Incollò l’etichetta sulla fiala che avvolse con cura in un pezzo di carta.

Ora.

— C’è un altro modo di entrare nell’Università. — Rivolse di sottecchi un’occhiata a Esk, che stava svogliatamente pestando delle erbe in un mortaio. — Un modo da strega.

Esk alzò gli occhi. La Nonnina sorrise tra sé e si mise a compilare un’altra etichetta. Per lei, scrivere etichette era sempre la parte più difficile della magia.

— Ma non mi aspetto che ti interessi — continuò. — Non è molto sensazionale.

— Hanno riso di me — mormorò la bambina.

— Già. Lo hai detto. Così non desideri riprovarci. Lo capisco benissimo.

Seguì un silenzio rotto soltanto dallo scricchiolio della penna della Nonnina.

Alla fine Esk disse: — E questo modo…

— Uhm?

— Mi farà entrare all’Università?

— Naturale — affermò altera la vecchia. — Ho detto che avrei trovato un modo, no?

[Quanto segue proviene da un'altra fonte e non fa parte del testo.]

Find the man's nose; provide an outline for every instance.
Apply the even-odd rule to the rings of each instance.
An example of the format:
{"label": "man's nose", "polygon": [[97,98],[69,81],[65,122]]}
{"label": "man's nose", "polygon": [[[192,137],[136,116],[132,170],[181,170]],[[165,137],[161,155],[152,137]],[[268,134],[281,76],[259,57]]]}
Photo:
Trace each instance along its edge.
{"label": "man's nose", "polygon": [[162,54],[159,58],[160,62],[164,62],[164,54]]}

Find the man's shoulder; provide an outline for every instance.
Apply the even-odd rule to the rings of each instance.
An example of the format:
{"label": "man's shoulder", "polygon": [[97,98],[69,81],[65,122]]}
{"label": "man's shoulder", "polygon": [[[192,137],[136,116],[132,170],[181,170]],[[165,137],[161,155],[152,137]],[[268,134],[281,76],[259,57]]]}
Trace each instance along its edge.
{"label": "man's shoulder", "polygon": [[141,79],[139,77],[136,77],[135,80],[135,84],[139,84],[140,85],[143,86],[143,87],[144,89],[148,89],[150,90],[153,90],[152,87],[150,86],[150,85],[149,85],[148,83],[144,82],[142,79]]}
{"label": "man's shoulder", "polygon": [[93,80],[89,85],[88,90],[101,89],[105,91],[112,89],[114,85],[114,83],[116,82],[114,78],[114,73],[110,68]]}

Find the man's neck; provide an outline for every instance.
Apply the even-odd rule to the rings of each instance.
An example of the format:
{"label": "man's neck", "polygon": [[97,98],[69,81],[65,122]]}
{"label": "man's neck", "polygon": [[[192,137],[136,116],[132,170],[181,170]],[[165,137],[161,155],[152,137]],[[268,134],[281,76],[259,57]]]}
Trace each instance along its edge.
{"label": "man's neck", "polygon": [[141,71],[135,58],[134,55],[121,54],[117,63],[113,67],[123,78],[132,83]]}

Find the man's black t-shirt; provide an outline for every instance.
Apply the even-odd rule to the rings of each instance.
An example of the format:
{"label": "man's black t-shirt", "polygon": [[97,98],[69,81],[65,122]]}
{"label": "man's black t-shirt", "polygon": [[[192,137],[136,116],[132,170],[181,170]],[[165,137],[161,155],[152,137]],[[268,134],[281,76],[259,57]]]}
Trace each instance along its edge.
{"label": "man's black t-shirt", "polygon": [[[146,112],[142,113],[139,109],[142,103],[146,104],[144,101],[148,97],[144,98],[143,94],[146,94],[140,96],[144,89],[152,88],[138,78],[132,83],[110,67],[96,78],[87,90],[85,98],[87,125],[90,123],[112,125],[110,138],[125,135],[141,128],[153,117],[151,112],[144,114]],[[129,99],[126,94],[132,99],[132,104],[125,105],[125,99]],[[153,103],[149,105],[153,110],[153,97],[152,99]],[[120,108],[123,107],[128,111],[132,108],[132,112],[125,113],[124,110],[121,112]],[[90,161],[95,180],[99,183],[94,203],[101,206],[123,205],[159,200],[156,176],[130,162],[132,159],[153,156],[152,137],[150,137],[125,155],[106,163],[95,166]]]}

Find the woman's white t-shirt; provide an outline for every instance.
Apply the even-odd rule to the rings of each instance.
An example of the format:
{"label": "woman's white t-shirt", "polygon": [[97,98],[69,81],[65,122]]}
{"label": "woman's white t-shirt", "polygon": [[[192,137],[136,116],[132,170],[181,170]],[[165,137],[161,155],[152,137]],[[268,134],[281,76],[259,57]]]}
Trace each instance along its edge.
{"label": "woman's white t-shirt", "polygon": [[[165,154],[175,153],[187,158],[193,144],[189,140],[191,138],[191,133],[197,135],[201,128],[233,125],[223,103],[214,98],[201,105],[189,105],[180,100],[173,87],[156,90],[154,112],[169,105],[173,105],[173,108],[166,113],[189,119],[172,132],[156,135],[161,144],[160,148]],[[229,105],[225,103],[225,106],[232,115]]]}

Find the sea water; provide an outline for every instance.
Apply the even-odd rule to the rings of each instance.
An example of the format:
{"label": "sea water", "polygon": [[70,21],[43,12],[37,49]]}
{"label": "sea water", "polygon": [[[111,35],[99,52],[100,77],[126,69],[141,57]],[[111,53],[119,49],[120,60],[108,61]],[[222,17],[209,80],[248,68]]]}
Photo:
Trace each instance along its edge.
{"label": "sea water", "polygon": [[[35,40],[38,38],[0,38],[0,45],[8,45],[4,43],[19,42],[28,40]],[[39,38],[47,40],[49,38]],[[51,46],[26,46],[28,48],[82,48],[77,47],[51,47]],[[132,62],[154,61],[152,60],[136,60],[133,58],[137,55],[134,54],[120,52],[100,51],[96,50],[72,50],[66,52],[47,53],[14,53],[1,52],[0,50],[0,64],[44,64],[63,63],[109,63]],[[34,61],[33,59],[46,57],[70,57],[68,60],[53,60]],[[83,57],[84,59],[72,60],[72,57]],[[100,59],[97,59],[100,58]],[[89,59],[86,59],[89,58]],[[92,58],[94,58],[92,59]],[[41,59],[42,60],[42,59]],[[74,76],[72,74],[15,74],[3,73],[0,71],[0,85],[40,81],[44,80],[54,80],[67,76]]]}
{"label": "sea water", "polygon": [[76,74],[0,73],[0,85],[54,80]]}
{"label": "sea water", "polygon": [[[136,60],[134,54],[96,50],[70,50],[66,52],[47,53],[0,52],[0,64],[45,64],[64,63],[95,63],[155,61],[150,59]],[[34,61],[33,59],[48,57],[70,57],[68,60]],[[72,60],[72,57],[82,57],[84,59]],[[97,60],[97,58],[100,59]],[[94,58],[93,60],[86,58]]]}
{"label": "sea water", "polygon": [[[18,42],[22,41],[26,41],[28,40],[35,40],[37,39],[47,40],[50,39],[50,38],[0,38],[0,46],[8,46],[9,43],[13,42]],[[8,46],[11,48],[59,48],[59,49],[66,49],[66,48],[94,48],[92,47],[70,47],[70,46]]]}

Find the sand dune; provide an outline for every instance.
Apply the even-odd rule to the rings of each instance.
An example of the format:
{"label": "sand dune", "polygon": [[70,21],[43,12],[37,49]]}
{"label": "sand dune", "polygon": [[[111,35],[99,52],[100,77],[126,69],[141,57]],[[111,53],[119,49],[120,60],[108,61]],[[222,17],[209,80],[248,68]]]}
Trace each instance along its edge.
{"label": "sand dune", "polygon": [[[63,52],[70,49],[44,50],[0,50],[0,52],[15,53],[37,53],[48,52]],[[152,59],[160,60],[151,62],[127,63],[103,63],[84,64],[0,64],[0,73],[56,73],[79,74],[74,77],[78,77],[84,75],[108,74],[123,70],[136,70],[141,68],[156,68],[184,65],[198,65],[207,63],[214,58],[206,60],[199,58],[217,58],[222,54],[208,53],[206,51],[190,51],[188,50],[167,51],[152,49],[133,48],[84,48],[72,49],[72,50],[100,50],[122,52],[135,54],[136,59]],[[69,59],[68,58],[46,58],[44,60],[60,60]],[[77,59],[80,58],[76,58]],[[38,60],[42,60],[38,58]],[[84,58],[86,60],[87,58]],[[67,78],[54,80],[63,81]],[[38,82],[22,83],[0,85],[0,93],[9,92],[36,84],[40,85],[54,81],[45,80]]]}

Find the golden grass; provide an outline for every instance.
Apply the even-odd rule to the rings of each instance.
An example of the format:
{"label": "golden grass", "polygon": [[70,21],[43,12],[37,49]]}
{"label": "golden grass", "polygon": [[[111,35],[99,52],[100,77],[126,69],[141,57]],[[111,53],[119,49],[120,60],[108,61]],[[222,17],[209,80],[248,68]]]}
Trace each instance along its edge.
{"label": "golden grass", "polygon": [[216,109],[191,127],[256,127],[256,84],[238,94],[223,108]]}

Anzi, un modo eccellente. Non dovrai annoiarti con le lezioni, potrai girare dappertutto, nessuno ti noterà… in realtà sarai invisibile e… be’, sei veramente capace di fare le pulizie. Ma di certo, dopo tutte quelle risate, la cosa non ti interessa? Vero?

— Prego, un’altra tazza di tè, signora Weatherwax? — le offrì la signora Whitlow.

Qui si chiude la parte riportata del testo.